Por algum motivo, a atendente da livraria demorava mais do que o normal para finalizar a compra.
— Acho que vou marcar uma consulta com um fonoaudiólogo — Violet comentou ao meu lado.
— É uma atitude muito sábia. — Ri.
— Ficou trezentos e vinte e cinco reais, os cinco livros — a atendente informou, um tanto incerta sobre algo.
— Dá pra parcelar? — perguntei a ela.
— Em até cinco vezes sem juros — ela respondeu, baixo. O som de sua voz não estava voltado para mim.
— Hum... — Ignorei o comportamento dela. — Não lembro agora como está o saldo do meu cartão. Só um minuto que vou verificar.
Eu me afastei do balcão, alcancei o celular em meu bolso, pluguei os fones de ouvido e busquei o aplicativo do banco.
— Senhora — a atendente sussurrou atrás de mim. — A tela.
— O quê?! — Violet perguntou, confusa.
— O celular bloqueou — a atendente continuou a sussurrar. — Não vai ajudar ele?
Um longo silêncio se seguiu.
— Está... tudo certo — Violet respondeu, insegura.
"Violet insegura?"
O silêncio persistiu enquanto consultava o saldo do cartão. Violet permanecia tão quieta, que era como se houvesse ido embora. Mexi em meus aplicativos a esmo e estendi o meu tempo de uso do celular.
"O que vai fazer? Vai me ajudar agora?"
Nada. Violet parecia nem mesmo estar me dando mais atenção.
Voltei para perto do balcão, retirei os fones de ouvido, os guardei com o celular em meu bolso e alcancei a carteira.
— Pode parcelar em três vezes, por favor. — Estendi o cartão do banco para a atendente.

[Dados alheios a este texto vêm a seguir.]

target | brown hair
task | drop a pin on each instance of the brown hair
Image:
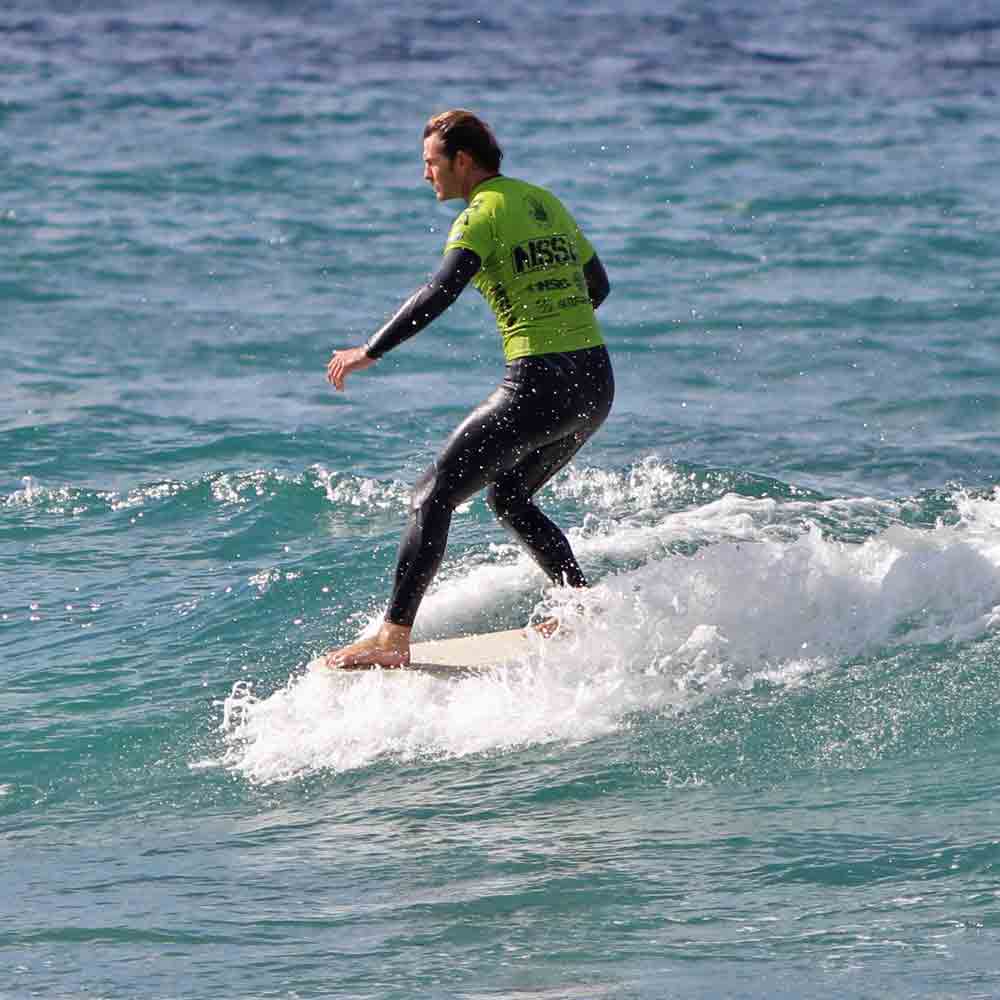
(462, 130)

— Claro — ela concordou, novamente incerta.
A fraca sensação de movimento à minha frente não me deu dica do que aquilo significava.

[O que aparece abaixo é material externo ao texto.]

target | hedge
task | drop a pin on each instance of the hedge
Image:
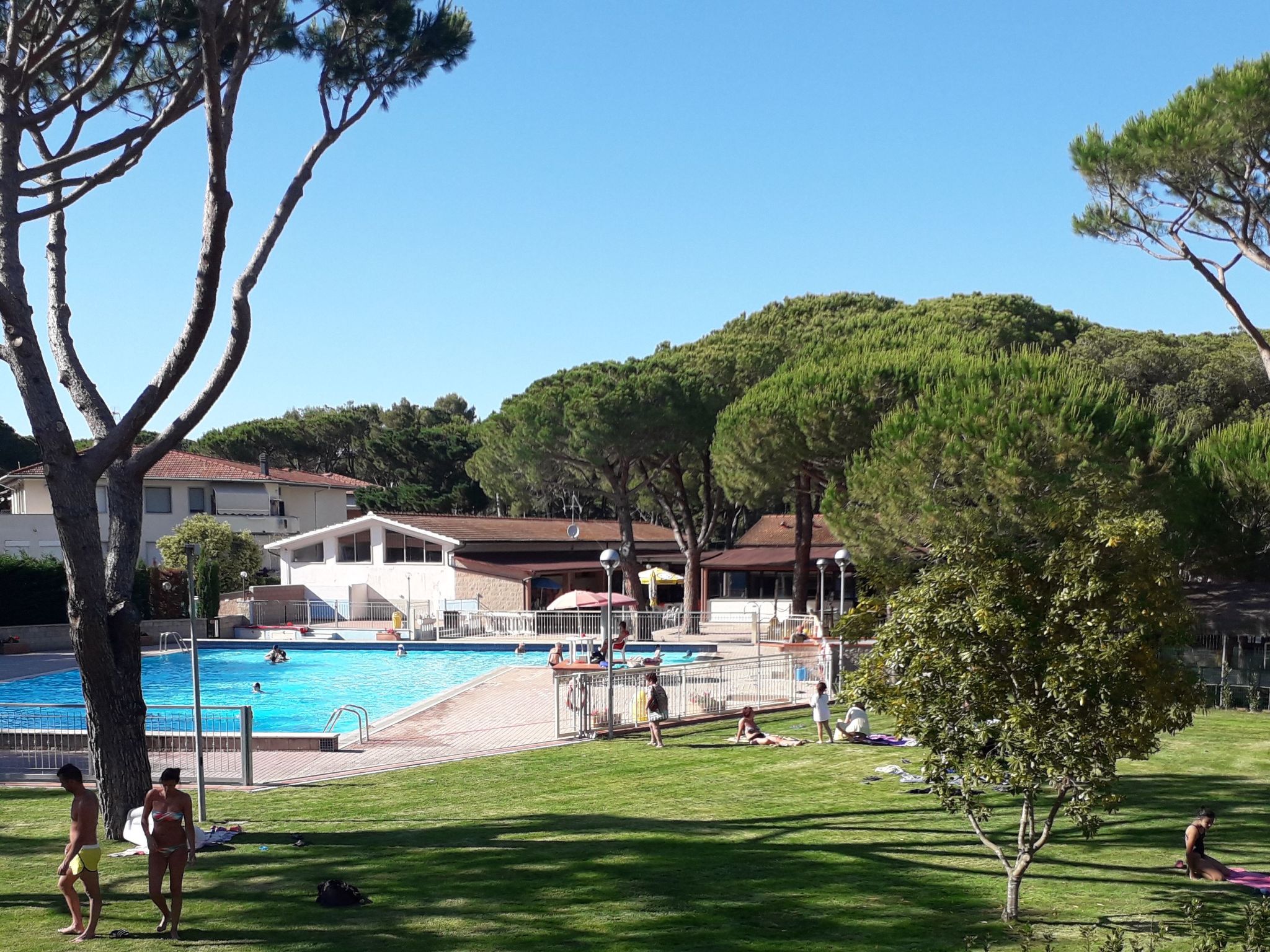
(32, 591)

— Pode digitar a senha, senhor — a atendente me pediu, baixo.
— Tudo bem. — Estiquei as mãos e tateei a madeira em busca da máquina, mas tudo o que encontrei foi o vazio, ela não parecia estar por perto.
Violet colou ao meu lado, alguma coisa deslizou de forma ruidosa sobre o balcão.
— Aqui, Gu. — Ela tomou a minha mão e a depositou delicadamente sobre o aparelho.
— Obrigado, Violet. — Segurei a máquina com ambas as mãos, encontrei com o polegar o relevo que marca o botão central e digitei a senha. Ouvi um suspiro vindo da atendente quando o aparelho zuniu ao liberar o comprovante de pagamento.
— Obrigada, senhor. — Ela empurrou a sacola com os livros para perto de mim.
— Eu que agradeço — respondi em busca do cartão que ela não me entregou em mãos.
Os corredores do shopping relativamente vazios para uma sexta-feira à tarde ecoavam as poucas conversas.
— Então você se recusou a ajudar um cego — fingi repreender Violet.
— Me recusei a ajudar? — Ela levou um segundo pensando. — Você ouviu a atendente falar do celular?
— Mexi por alguns segundos em meus aplicativos só pra ver o que você faria.
— Que absurdo! — Ela riu. — Você é terrível, Gustavo.
— Não senti muita firmeza naquele seu "Está tudo certo". — Ri. — Queria saber até onde ia.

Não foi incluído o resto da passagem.